Thursday, March 14, 2013


Yesterday in the middle of my workout I thought to google "broken metatarsal healing time." I think it had something to do with the pirates' Super Why. And because I was tired of doing pushups on my knees. But mostly because I have this nagging fear of what I'm going to find at my next x-ray. (Last time I did not find what I wanted to find.) 

The honest Dr. Google said some metatarsals take a really long time to heal. The thought of having to do pushups on my knees for fourteen more years scared me enough to call my mother and ask if she'd meet me at Costco later in the day. I needed her to push the cart while I crutched my way around the spinach / milk aisle. (I have hardly used those cursed crutches. I have two and a half weeks left until my next x-ray and if I add up all the time I have spent using them, it might equal five days. Maybe.) I have to change my ways. 

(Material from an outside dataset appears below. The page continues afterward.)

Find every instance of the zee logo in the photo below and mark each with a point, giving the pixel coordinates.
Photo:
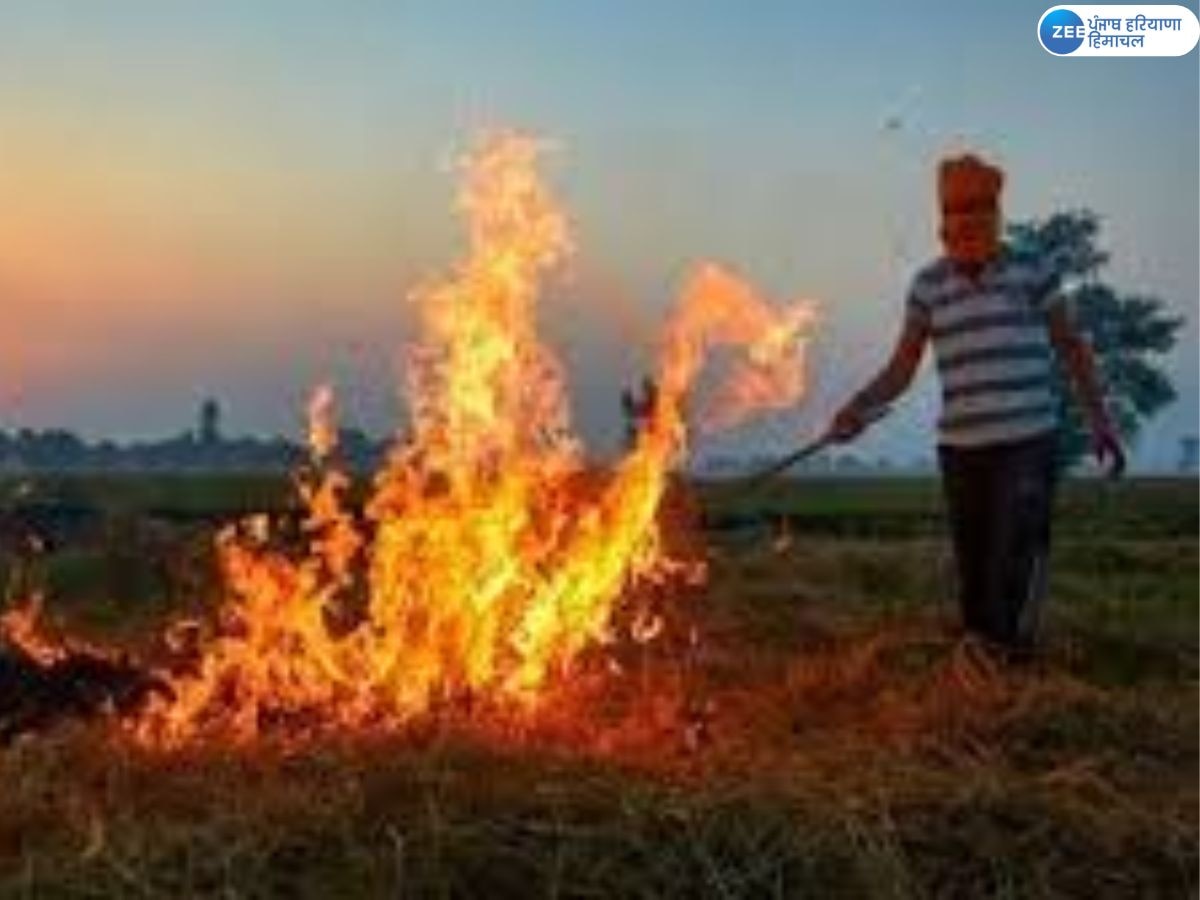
(1062, 31)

On the way into Costco I used the crutch to remove the shoe from my mother's heel. (She said it didn't hurt but I don't believe her.) Once inside I placed one crutch in a puddle, the other on solid ground,  and almost lost all of my pride. And then in front of the clementines I did it again. (Crutches are so embarrassing.) I thought of putting them in the cart and walking around like I'd been miraculously healed, but then I thought of not being able to run until summer and left the crutches where they were. Not that they belonged there. They're entirely unnatural - but it was the lesser of two evils. 

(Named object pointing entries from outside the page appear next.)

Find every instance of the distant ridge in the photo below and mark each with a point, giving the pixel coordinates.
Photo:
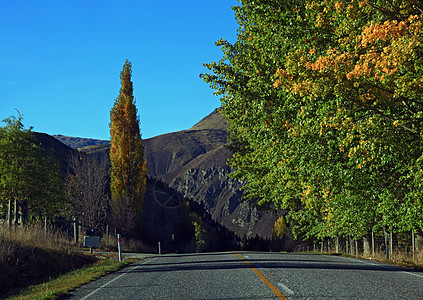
(212, 121)
(77, 142)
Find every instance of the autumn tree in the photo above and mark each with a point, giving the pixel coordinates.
(128, 166)
(87, 187)
(323, 100)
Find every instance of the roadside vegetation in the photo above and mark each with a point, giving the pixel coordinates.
(324, 105)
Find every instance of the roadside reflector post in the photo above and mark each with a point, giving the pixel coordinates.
(119, 248)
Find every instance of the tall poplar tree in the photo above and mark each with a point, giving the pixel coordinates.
(129, 168)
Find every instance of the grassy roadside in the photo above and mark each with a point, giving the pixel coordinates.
(69, 281)
(43, 264)
(399, 259)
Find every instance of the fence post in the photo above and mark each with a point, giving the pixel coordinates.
(337, 244)
(347, 246)
(75, 230)
(119, 248)
(373, 243)
(413, 244)
(391, 244)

So we shopped. I bought spinach, milk, and clementines. And sweet potatoes. We loaded it into the car, said goodbye to my mom and went to start our auto. Only it didn't start. My mom, who was parked in the next stall over, rolled down her window and asked if my car was running. "No," I said. "But that's normal." And then I tried again. And again. (Getting it to start sometimes involves revving the engine to the point of embarrassment.)

The cart collector came towards us.... I took a moment to think of all the similarities between Danica Patrick and myself, and when the area was clear I revved the engine LOUD. I threw it in reverse and pressed the gas. It went ten feet and died. I revved the engine and put it in drive. It went fifteen feet and died. I revved the engine and made a circle around the lot... it died. So I revved the engine thirty seven more times to get it parked, loaded the spinach, milk, clementines and sweet potatoes into my mom's auto and gratefully accepted a ride home.

Slightly humbling from start to finish? Yes. But more miraculous than any thing else. (After dinner we sat the pirates triple wide in our one remaining auto and went to find dessert - they loved every minute.)